Stocks rebound on agreement on stimulus bill

By Tim Paradis

Associated Press

NEW YORK — Investors are placing bets on an improvement in the economy after key lawmakers announced an agreement Wednesday afternoon on a $789 billion economic stimulus plan.

Stocks turned higher on the announcement after drifting lower in early afternoon trading. The moves come a day after a steep selloff on disappointment over the government’s plans for reshaping its financial rescue fund.

But word of the agreement on the stimulus measure cheered investors. It was not immediately clear when final votes in the two houses would occur.


The measure includes provisions for unemployment benefits, food stamps, health coverage and more. It also includes billions for states facing yawning budget gaps.

Investors are eager for any signals that the economy could begin to recover. Proponents hope the bill’s mix of spending and tax cuts will promote consumer spending, which accounts for more than two-thirds of U.S. economic activity. Spending has stalled since the mid-September bankruptcy of Lehman Brothers Holdings Inc. froze credit markets and deepened the recession.

Washington was once again the driving factor behind the market’s moves on Wednesday. A day earlier investors showed frustration with what they saw as a lack of details from Treasury Secretary Timothy Geithner on how the government plans to direct more than $1 trillion in public and private aid to support the ailing financial system. Major stock market indexes tumbled more than 4 percent.

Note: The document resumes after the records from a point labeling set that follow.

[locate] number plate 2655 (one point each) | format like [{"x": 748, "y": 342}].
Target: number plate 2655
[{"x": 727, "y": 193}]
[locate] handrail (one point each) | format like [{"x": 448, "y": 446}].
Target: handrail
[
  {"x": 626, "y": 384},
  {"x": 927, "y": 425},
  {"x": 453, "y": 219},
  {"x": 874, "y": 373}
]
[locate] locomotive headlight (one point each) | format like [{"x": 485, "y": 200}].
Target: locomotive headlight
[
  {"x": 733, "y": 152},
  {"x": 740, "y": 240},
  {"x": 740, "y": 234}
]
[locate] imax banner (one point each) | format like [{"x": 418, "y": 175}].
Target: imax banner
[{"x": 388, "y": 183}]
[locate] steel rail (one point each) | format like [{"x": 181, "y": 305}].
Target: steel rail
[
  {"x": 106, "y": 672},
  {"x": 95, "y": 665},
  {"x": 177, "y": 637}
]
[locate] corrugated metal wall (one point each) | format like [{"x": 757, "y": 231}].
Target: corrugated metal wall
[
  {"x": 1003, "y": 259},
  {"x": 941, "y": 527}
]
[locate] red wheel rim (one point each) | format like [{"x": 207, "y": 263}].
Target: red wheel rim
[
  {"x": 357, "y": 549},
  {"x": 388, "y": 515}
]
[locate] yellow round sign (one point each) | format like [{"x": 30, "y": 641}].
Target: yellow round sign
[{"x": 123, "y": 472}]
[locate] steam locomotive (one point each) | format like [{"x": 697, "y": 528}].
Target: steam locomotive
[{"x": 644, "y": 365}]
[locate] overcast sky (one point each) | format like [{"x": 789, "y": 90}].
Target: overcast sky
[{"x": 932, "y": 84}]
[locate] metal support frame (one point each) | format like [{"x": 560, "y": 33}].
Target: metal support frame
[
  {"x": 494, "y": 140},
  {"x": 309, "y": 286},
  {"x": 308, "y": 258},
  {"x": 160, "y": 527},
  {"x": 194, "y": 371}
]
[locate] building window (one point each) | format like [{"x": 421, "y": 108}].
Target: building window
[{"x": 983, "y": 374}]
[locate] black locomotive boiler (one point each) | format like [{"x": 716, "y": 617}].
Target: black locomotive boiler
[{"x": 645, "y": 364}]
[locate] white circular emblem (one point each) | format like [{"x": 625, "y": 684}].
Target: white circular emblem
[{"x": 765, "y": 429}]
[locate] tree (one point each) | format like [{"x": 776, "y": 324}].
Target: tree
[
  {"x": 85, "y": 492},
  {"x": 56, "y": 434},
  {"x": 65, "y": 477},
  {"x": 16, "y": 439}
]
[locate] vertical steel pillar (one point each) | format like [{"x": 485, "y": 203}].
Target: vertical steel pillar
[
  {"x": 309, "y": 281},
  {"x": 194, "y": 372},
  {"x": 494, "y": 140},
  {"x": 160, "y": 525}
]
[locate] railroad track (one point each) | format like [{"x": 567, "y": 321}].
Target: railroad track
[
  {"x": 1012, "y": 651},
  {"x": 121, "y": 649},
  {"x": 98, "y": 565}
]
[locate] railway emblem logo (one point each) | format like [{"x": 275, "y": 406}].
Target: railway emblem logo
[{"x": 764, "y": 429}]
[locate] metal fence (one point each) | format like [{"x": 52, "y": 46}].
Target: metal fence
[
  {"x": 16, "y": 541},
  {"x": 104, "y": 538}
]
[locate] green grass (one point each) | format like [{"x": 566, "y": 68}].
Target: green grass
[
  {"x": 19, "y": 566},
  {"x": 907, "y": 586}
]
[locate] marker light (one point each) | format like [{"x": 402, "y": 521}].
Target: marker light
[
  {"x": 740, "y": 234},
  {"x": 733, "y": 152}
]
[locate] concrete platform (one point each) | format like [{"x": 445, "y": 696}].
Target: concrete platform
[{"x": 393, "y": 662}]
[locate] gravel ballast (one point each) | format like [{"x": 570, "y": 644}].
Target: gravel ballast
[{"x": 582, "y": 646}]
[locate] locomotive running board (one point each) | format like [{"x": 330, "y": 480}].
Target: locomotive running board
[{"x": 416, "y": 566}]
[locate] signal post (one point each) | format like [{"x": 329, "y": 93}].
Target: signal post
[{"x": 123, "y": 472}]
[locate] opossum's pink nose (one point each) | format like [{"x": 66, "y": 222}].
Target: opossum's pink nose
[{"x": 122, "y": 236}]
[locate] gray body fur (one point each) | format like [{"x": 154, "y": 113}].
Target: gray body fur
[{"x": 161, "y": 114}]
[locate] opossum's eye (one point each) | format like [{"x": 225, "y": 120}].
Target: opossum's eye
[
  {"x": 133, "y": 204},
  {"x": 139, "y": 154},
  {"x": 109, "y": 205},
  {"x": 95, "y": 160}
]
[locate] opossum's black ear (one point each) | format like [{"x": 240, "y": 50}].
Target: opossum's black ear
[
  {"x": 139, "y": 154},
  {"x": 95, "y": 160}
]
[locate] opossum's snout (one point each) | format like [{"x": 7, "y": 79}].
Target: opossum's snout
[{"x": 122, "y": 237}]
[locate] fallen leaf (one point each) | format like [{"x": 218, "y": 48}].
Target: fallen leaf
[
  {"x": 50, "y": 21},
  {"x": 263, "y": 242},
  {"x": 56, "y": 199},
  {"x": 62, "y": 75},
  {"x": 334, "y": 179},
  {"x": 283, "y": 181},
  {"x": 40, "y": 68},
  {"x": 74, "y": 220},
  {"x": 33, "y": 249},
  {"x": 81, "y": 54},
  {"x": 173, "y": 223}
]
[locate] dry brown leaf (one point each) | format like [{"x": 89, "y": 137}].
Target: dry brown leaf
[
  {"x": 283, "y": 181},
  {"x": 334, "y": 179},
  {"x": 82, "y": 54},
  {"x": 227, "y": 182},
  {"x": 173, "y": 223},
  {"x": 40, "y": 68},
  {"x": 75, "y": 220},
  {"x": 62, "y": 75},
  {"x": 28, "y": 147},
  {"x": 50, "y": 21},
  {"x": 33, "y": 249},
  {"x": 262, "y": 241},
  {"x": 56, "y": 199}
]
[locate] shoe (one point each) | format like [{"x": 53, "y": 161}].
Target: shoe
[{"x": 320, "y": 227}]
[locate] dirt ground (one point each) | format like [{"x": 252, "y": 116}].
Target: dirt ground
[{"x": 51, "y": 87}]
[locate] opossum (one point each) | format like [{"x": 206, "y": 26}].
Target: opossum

And chief executives of the nation’s top banks appeared before a House committee Wednesday to answer questions about how they have put to use more than $160 billion in taxpayer money to date.

Anthony Conroy, managing director and head trader for BNY ConvergEx Group, said investors are simply trying to keep ahead of the rush of news about the banking system and the economy.

"I think everybody is trying to get through all this news. Without healthy financials it’s very hard to have a healthy economy," he said. "Everybody has to digest all the tidbits of information that are coming out."

In late afternoon trading, the Dow Jones industrial average rose 33.93, or 0.43 percent, to 7,922.81.

Broader stock indicators also turned higher. The Standard & Poor’s 500 index rose 3.78, or 0.46 percent, to 830.94, and the Nasdaq composite index rose 1.90, or 0.12 percent, to 1,526.63.


The Russell 2000 index of smaller companies rose 0.62, or 0.14 percent, to 446.39.

Advancing issues outnumbered decliners by about 3 to 2 on the New York Stock Exchange, where volume came to a light 1.03 billion shares.

Bond prices were mixed. The yield on the benchmark 10-year Treasury note, which moves opposite its price, fell to 2.75 percent from 2.82 percent late Tuesday. The yield on the three-month T-bill, considered one of the safest investments, rose to 0.31 percent from 0.30 percent late Tuesday.